Those of you who know me even a little bit know that my idea of a hellish night out would consist of karaoke somewhere in the mix. I’ve never been a fan. My roommate in college used to have a karaoke machine, and that devilish noise box was always the bane of my existence, lingering in the corner, taunting me. I know I can’t sing, so I don’t need the constant reminder of my shortcomings. I know people love it, but I’ve never quite understood the appeal of listening to people who can’t sing or else sing so well they want to showboat it in a bar. There’s rarely a person in the middle of those extremes.
In a twist of fate, I agreed to go to karaoke night at a bar called Nacho Borracho (any place with a hint that it might have a good margarita I have to at least give a chance). I went with three people I knew and was promised that I did not have to sing. I told them I’d only walk through the front door if I could sip on a margarita, be the cheerleader from the sidelines, and bail early without being offensive to anyone. After all, I gave it about four songs before I’d be finished with my drink and be on my way home.
It was a tiny place with red lights seeping from the ceiling, and it seemed chilled out enough. I was hesitant when we took the table next to the karaoke machine because I’m more of a “back of the class” kind of girl, whether it’s school, yoga, book readings, etc. I’d rather hold down the back and be able to watch everyone else. Plus the idea of everyone staring at me makes me want to spill my cookies. The further in the back, the better.
One of my companions started the night out. He let the DJ pick the song, so I figured when Kelly Clarkson’s “Miss Independent” came blaring through the speakers he would be disappointed. Instead I watched someone who I thought of as being a pretty passive guy own his best Kelly Clarkson. My jaw about hit the floor. I laughed so hard my stomach hurt.
He was followed by several others, and then a short man went on and belted out Stevie Wonder. He clearly fell in the showboating, I’m-gonna-make-whoever’s-next-hate-their-life, category. I was informed that he was in a gay men’s choir here in Seattle, so was clearly at an advantage over all of us. I wondered how you follow that. But apparently I was the only one thinking that, as there was a general sense of camaraderie amongst the people in the now packed bar.

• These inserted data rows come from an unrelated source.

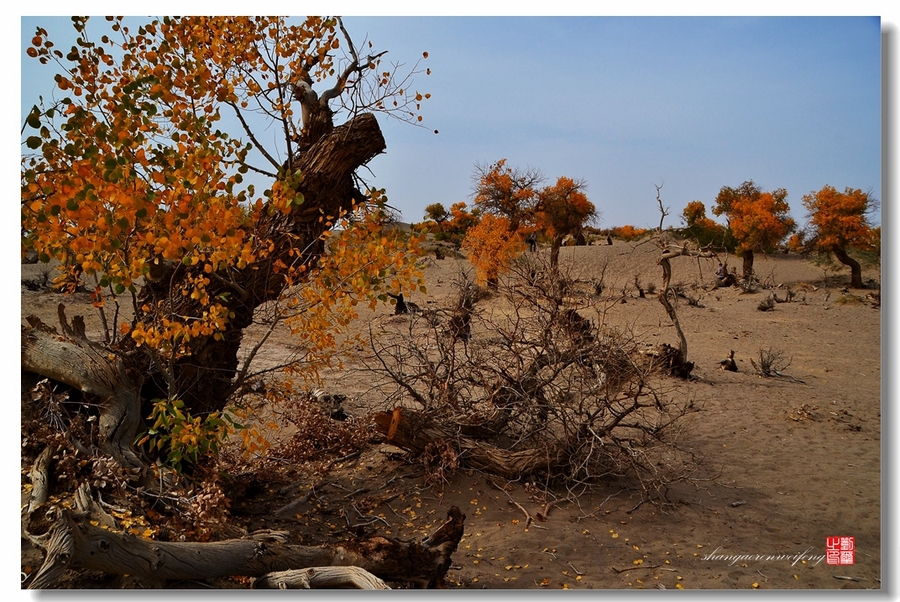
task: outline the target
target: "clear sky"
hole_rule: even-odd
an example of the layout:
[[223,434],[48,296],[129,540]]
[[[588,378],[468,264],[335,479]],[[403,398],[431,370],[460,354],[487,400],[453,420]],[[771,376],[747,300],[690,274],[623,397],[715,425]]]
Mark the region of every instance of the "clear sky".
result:
[[[871,17],[345,17],[355,40],[413,64],[431,93],[425,127],[381,119],[387,152],[363,176],[404,221],[471,205],[476,164],[506,158],[552,184],[582,179],[599,225],[711,210],[719,189],[754,180],[801,198],[825,184],[882,199],[881,22]],[[24,56],[22,118],[53,88]],[[66,48],[66,44],[62,44]],[[438,130],[434,134],[433,130]],[[711,213],[711,212],[710,212]]]
[[[872,18],[345,19],[429,52],[426,130],[385,123],[371,163],[407,220],[469,200],[476,163],[587,182],[601,224],[711,209],[752,179],[801,197],[825,184],[881,199],[881,31]],[[439,130],[439,134],[431,130]]]

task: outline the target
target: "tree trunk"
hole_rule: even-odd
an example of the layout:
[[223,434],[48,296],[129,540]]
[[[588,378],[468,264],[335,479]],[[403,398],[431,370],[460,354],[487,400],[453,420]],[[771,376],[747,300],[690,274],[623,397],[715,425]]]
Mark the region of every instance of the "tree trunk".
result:
[[[233,317],[227,329],[220,340],[212,336],[193,339],[190,355],[176,362],[175,392],[194,414],[220,410],[232,393],[243,330],[252,324],[254,310],[276,299],[285,286],[284,276],[273,267],[279,261],[285,265],[296,264],[298,251],[304,265],[315,265],[324,253],[319,239],[330,227],[326,222],[351,211],[363,199],[355,187],[354,173],[382,153],[386,144],[375,116],[363,113],[331,128],[303,148],[304,152],[293,157],[291,167],[303,174],[299,192],[304,202],[287,215],[263,210],[263,217],[252,233],[259,241],[258,256],[262,258],[244,270],[217,274],[221,279],[211,279],[207,287],[210,298],[228,294],[225,303]],[[270,242],[274,246],[268,252]],[[291,256],[291,252],[295,255]],[[144,287],[138,305],[159,302],[162,315],[202,315],[204,307],[199,301],[180,294],[169,295],[170,290],[177,290],[188,278],[202,275],[201,270],[199,265],[193,268],[176,265],[170,279]],[[149,364],[143,369],[152,372]]]
[[681,328],[678,312],[675,311],[675,306],[672,305],[672,300],[669,298],[669,296],[673,294],[672,290],[669,288],[672,280],[672,264],[669,260],[680,257],[681,255],[688,255],[686,247],[681,247],[680,249],[676,248],[676,250],[663,249],[662,257],[657,261],[663,271],[663,284],[659,289],[657,298],[666,309],[666,314],[669,316],[669,319],[672,320],[672,325],[675,326],[675,332],[678,334],[678,355],[669,362],[669,371],[673,376],[689,378],[691,372],[694,370],[694,362],[689,362],[687,359],[687,337],[684,336],[684,330]]
[[834,251],[834,256],[837,257],[838,261],[850,267],[850,286],[853,288],[866,288],[862,281],[862,268],[859,262],[850,257],[843,247],[835,246],[832,248],[832,251]]
[[744,259],[744,280],[750,282],[753,278],[753,251],[745,249],[741,257]]
[[[60,305],[62,326],[67,328]],[[34,317],[22,328],[22,369],[99,398],[100,449],[130,468],[142,468],[133,443],[141,426],[140,380],[125,362],[99,345],[56,329]]]
[[550,243],[550,269],[556,271],[559,267],[559,249],[562,247],[562,236],[554,236]]
[[[374,536],[333,546],[302,546],[287,543],[282,532],[211,543],[153,541],[101,529],[90,524],[90,515],[65,510],[42,535],[47,558],[28,587],[52,587],[64,571],[74,569],[164,583],[264,577],[273,571],[322,566],[357,566],[386,581],[442,587],[465,521],[456,506],[447,517],[447,522],[422,542]],[[278,577],[261,585],[272,583],[277,587]]]

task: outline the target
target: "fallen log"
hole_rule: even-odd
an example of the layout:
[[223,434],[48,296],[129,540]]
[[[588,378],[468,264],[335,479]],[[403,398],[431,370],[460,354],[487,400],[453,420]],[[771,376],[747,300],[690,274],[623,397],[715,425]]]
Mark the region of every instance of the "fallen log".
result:
[[277,571],[253,582],[254,589],[391,589],[357,566],[318,566]]
[[509,480],[536,472],[549,472],[561,465],[558,457],[560,454],[552,450],[509,451],[458,435],[449,427],[439,425],[414,410],[378,412],[374,420],[375,430],[383,434],[392,445],[418,455],[431,443],[448,441],[456,448],[461,466],[483,470]]
[[[266,583],[280,587],[280,582],[287,585],[293,581],[266,575],[325,566],[355,566],[384,581],[443,587],[451,555],[462,538],[465,515],[453,506],[447,519],[423,542],[373,536],[330,546],[304,546],[290,544],[288,535],[277,531],[208,543],[154,541],[102,529],[91,524],[89,514],[64,510],[47,532],[46,560],[28,588],[52,587],[66,570],[76,569],[131,575],[160,584],[249,576],[266,578]],[[344,577],[347,575],[344,572]]]

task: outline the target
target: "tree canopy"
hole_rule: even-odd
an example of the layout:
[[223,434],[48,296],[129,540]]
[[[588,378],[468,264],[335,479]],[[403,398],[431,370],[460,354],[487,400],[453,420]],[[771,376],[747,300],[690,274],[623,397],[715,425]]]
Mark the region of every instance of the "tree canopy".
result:
[[538,192],[535,219],[538,228],[550,237],[550,265],[559,263],[559,248],[568,235],[578,236],[597,216],[597,209],[584,193],[585,183],[565,176]]
[[59,71],[23,127],[22,248],[89,288],[145,393],[219,410],[257,308],[300,337],[287,367],[314,370],[358,303],[422,286],[356,174],[385,149],[373,112],[421,120],[418,63],[362,54],[332,17],[72,25],[70,50],[39,27],[27,51]]
[[744,278],[753,275],[753,253],[771,252],[797,225],[790,217],[787,191],[765,192],[753,180],[731,188],[723,186],[716,197],[715,215],[725,215],[744,258]]
[[838,261],[850,267],[852,286],[863,288],[861,266],[847,251],[880,251],[880,236],[876,236],[869,220],[869,215],[878,208],[877,201],[859,188],[847,187],[840,192],[834,186],[825,185],[804,195],[803,206],[809,211],[805,250],[834,253]]

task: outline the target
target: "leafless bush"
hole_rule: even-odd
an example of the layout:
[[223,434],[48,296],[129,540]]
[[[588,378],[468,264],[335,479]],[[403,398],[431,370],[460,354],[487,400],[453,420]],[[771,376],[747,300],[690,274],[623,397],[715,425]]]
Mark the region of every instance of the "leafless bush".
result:
[[676,296],[681,297],[682,299],[687,301],[687,304],[689,306],[699,308],[706,307],[705,305],[703,305],[703,296],[697,295],[696,292],[688,286],[679,283],[673,285],[672,290],[675,291]]
[[[683,419],[696,408],[637,359],[630,332],[598,326],[605,310],[596,299],[571,305],[567,281],[539,261],[513,266],[498,291],[503,312],[471,308],[467,339],[447,328],[458,302],[439,310],[437,321],[413,318],[399,332],[373,332],[369,367],[383,383],[385,409],[417,410],[435,433],[454,434],[423,445],[436,482],[455,462],[465,464],[469,446],[487,445],[498,450],[498,474],[569,485],[624,479],[642,499],[664,498],[697,468],[679,447]],[[519,469],[510,453],[540,461]]]
[[757,359],[750,358],[750,363],[756,373],[765,378],[784,376],[782,370],[787,369],[793,361],[793,357],[787,358],[784,351],[779,349],[759,349]]
[[638,297],[644,298],[646,295],[644,294],[644,286],[641,284],[641,275],[634,275],[634,288],[638,292]]
[[22,280],[22,284],[30,291],[48,291],[50,290],[53,281],[51,278],[52,274],[53,268],[51,265],[49,263],[42,263],[38,266],[37,277],[24,279]]
[[653,282],[648,282],[648,283],[647,283],[647,294],[648,294],[648,295],[655,295],[655,294],[656,294],[656,284],[655,284],[655,283],[653,283]]

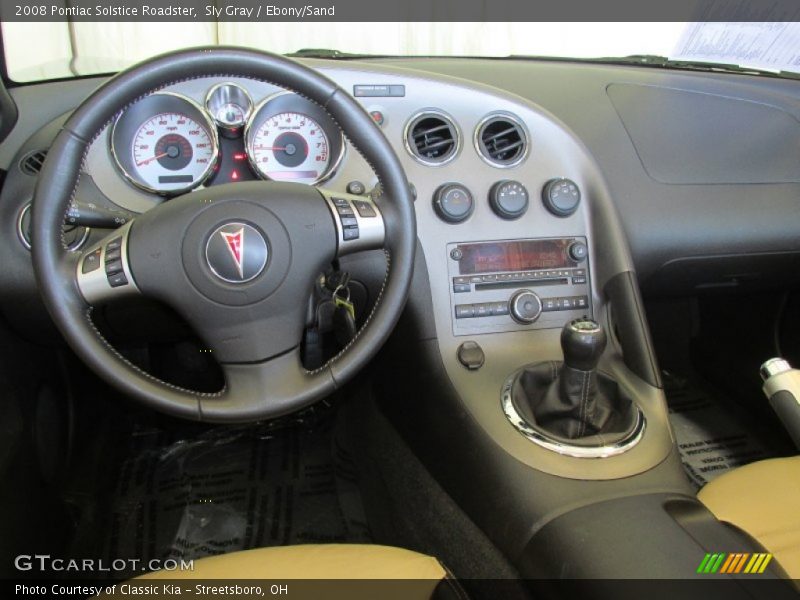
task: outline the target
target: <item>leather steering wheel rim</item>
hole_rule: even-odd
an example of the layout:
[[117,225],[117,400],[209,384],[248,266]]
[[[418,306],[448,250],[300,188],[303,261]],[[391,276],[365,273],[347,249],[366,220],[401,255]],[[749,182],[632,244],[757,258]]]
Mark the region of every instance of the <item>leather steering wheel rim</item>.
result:
[[[215,76],[271,83],[316,102],[330,114],[378,177],[382,193],[375,205],[384,220],[388,267],[365,325],[346,350],[323,367],[298,368],[298,352],[270,360],[268,366],[230,365],[223,369],[225,388],[208,394],[178,388],[139,370],[102,337],[77,283],[80,257],[67,251],[61,232],[87,151],[116,115],[166,86]],[[50,148],[35,192],[32,227],[33,264],[42,298],[75,353],[127,396],[174,416],[211,422],[247,422],[287,414],[352,378],[386,341],[400,317],[416,248],[408,181],[393,148],[366,111],[336,83],[309,67],[283,56],[231,47],[164,54],[119,73],[95,91],[66,121]]]

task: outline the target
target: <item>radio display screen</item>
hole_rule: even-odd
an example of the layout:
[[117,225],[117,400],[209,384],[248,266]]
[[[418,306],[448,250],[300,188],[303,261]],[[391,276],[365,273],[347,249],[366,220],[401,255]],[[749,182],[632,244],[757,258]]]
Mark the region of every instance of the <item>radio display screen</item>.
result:
[[516,242],[484,242],[459,244],[461,275],[533,271],[536,269],[571,269],[577,266],[567,249],[571,239],[520,240]]

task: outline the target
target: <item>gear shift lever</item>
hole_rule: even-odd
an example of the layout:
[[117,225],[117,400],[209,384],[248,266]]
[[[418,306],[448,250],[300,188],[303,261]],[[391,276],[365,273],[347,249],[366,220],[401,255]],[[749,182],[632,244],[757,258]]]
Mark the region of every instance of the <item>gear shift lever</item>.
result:
[[529,425],[567,440],[599,434],[613,440],[635,427],[637,409],[613,379],[597,370],[606,343],[605,331],[592,319],[564,326],[564,363],[526,367],[512,388],[512,401]]
[[575,319],[561,330],[564,367],[594,371],[606,349],[606,332],[592,319]]

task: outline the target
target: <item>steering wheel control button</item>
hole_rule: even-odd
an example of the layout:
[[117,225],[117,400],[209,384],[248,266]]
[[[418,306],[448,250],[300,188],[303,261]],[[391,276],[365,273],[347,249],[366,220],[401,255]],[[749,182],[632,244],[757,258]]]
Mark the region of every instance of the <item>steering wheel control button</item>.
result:
[[367,186],[365,186],[362,182],[354,179],[350,183],[347,184],[347,193],[353,194],[354,196],[361,196],[365,194],[367,191]]
[[572,242],[567,252],[575,262],[583,262],[589,255],[589,248],[583,242]]
[[226,283],[252,281],[264,271],[268,258],[267,240],[247,223],[221,225],[206,242],[208,267]]
[[356,207],[359,217],[369,219],[378,216],[375,209],[372,208],[372,205],[365,200],[353,200],[353,206]]
[[581,190],[570,179],[552,179],[542,189],[542,202],[557,217],[568,217],[578,210]]
[[486,362],[486,355],[483,353],[477,342],[464,342],[458,347],[456,352],[458,362],[465,366],[470,371],[477,371]]
[[[350,202],[345,198],[336,198],[331,197],[331,202],[333,202],[334,206],[336,206],[336,212],[339,213],[339,224],[342,226],[342,240],[345,242],[351,242],[353,240],[357,240],[359,238],[359,231],[358,231],[358,219],[356,218],[355,212],[353,212],[353,208],[350,206]],[[355,205],[355,201],[353,202]],[[365,204],[369,204],[365,202]],[[375,211],[372,207],[369,207],[372,210],[372,216],[375,216]],[[361,214],[361,210],[358,206],[356,206],[358,210],[359,216],[364,216]]]
[[102,249],[98,248],[97,250],[92,250],[83,257],[83,265],[81,265],[81,273],[84,275],[86,273],[91,273],[92,271],[96,271],[100,268],[100,253]]
[[122,273],[122,261],[106,261],[106,275],[110,277],[111,275],[116,275],[117,273]]
[[125,273],[121,271],[119,273],[114,273],[113,275],[108,276],[108,285],[110,285],[112,288],[128,285],[128,278],[125,277]]
[[519,219],[528,210],[528,190],[519,181],[498,181],[489,190],[489,206],[501,219]]
[[106,249],[106,264],[112,260],[122,260],[122,249],[116,248],[114,250]]
[[433,194],[433,209],[447,223],[467,220],[474,208],[472,194],[460,183],[446,183]]
[[508,301],[508,310],[517,323],[529,325],[542,314],[542,301],[530,290],[519,290]]

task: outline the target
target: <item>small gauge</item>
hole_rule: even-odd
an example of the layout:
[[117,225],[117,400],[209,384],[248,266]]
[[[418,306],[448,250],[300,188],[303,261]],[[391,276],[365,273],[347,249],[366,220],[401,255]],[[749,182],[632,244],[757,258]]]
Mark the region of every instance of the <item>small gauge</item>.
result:
[[220,83],[206,94],[206,110],[227,136],[237,136],[253,111],[250,94],[235,83]]

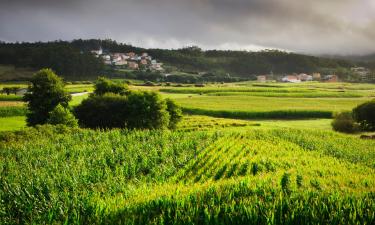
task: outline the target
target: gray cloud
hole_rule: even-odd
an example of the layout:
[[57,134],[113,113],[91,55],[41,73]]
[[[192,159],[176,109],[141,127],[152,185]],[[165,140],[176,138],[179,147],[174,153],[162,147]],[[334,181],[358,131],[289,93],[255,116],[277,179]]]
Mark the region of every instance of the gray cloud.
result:
[[0,39],[375,52],[372,0],[0,0]]

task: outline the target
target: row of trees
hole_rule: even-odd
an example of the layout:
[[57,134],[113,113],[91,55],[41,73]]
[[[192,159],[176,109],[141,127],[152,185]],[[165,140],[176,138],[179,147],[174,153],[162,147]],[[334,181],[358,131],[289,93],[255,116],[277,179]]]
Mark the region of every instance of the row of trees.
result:
[[87,128],[163,129],[175,128],[182,111],[172,100],[156,92],[130,91],[122,83],[99,78],[95,91],[71,110],[71,95],[52,70],[43,69],[32,78],[24,100],[27,123],[64,124]]
[[0,43],[0,64],[52,68],[69,79],[98,76],[104,69],[101,59],[64,41]]
[[1,93],[2,94],[7,94],[7,95],[10,95],[10,94],[17,94],[19,91],[21,90],[20,87],[3,87],[3,89],[1,90]]

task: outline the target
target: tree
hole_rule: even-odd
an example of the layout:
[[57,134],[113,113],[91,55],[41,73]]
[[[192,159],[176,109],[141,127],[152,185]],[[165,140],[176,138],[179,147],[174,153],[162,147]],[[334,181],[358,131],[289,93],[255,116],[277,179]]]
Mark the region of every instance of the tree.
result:
[[169,125],[168,128],[175,129],[177,127],[177,124],[182,119],[182,110],[181,107],[178,106],[172,99],[167,98],[167,111],[169,113]]
[[365,131],[375,131],[375,100],[365,102],[353,109],[354,119]]
[[42,69],[31,79],[31,85],[24,96],[27,102],[29,113],[27,124],[35,126],[45,124],[49,113],[58,104],[67,107],[71,95],[64,90],[64,82],[51,69]]
[[58,104],[55,109],[49,113],[47,123],[52,125],[62,124],[68,127],[78,127],[78,120],[74,117],[69,109],[64,108],[60,104]]
[[106,93],[126,95],[127,93],[129,93],[129,88],[126,84],[115,83],[104,77],[99,77],[95,83],[94,94],[104,95]]

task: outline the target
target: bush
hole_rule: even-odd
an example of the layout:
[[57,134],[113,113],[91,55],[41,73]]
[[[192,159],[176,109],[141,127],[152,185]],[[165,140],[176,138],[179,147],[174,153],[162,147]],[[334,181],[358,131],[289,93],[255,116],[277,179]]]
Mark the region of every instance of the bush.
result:
[[128,128],[167,128],[170,116],[167,104],[156,92],[132,92],[128,96]]
[[93,95],[75,108],[75,115],[88,128],[161,129],[170,121],[166,102],[155,92]]
[[68,127],[78,127],[78,121],[69,109],[61,105],[57,105],[54,110],[49,113],[48,124],[62,124]]
[[99,77],[95,83],[96,95],[104,95],[106,93],[114,93],[119,95],[126,95],[129,93],[129,88],[125,84],[115,83],[104,77]]
[[353,109],[353,118],[365,131],[375,131],[375,100],[363,103]]
[[127,103],[125,96],[92,95],[75,108],[74,114],[82,127],[125,128]]
[[331,125],[333,130],[343,133],[355,133],[359,130],[351,112],[342,112],[335,115]]
[[168,128],[175,129],[177,127],[177,124],[182,119],[182,109],[173,100],[169,98],[165,101],[167,103],[167,111],[170,116]]
[[64,82],[60,77],[50,69],[40,70],[31,79],[31,86],[24,96],[30,111],[27,114],[27,124],[45,124],[49,113],[58,104],[67,107],[71,99],[72,96],[65,91]]

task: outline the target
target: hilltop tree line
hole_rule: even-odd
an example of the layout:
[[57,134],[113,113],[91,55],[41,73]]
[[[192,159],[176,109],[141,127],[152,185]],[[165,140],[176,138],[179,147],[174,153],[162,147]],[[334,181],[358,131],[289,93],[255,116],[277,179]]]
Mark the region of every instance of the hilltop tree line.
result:
[[254,78],[255,74],[289,74],[343,71],[353,66],[344,59],[328,59],[277,50],[249,51],[203,51],[199,47],[182,49],[144,49],[113,40],[74,40],[0,43],[0,64],[35,69],[52,68],[68,79],[112,75],[102,60],[90,53],[102,48],[107,52],[147,52],[163,62],[166,72],[178,70],[188,73],[207,72],[218,77]]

I was asked if I would perform “Bohemian Rhapsody” if my entire group of four got up. Maybe it was my liquid courage (which will never in my life be enough for me to get up and sing solo), maybe it was my love of Queen, or maybe it was my childhood memories of watching the Wayne’s World rendition a million times, but I agreed to perform my first karaoke song ever.
The man from the choir stood up again and sang “Poor Unfortunate Souls” with a killer evil Ursula voice which left me wondering if there were anything he couldn’t do and if he should be my newest friend. His table was filled with other men from the choir, and I knew not only could we follow that act, but we were going to bring the house down. And not because we were any good, but because who doesn’t know every word to “Bohemian Rhapsody?”
We stood up to sing. People started to get excited and pay attention. I started to point to tables, starting with my wanna be best friend’s table with his choir friends, who instantly got into the song and started belting it out. As the song progressed, it didn’t take much to involve the entire bar, many of them arm in arm, swaying to the music, asking “Scaramouche, Scaramouche, will you do the Fandango?”
Needless to say, we absolutely killed it. And I got away with no one hearing my atrocious singing voice, and it quickly became an entire bar sing along. I thought it felt nice to be a karaoke star, but I can’t think of a way to top that performance, so I am officially retiring from this business. I stayed for a few more songs, and like any other top-notch champion, finished my drink and said my goodbyes before the night went downhill.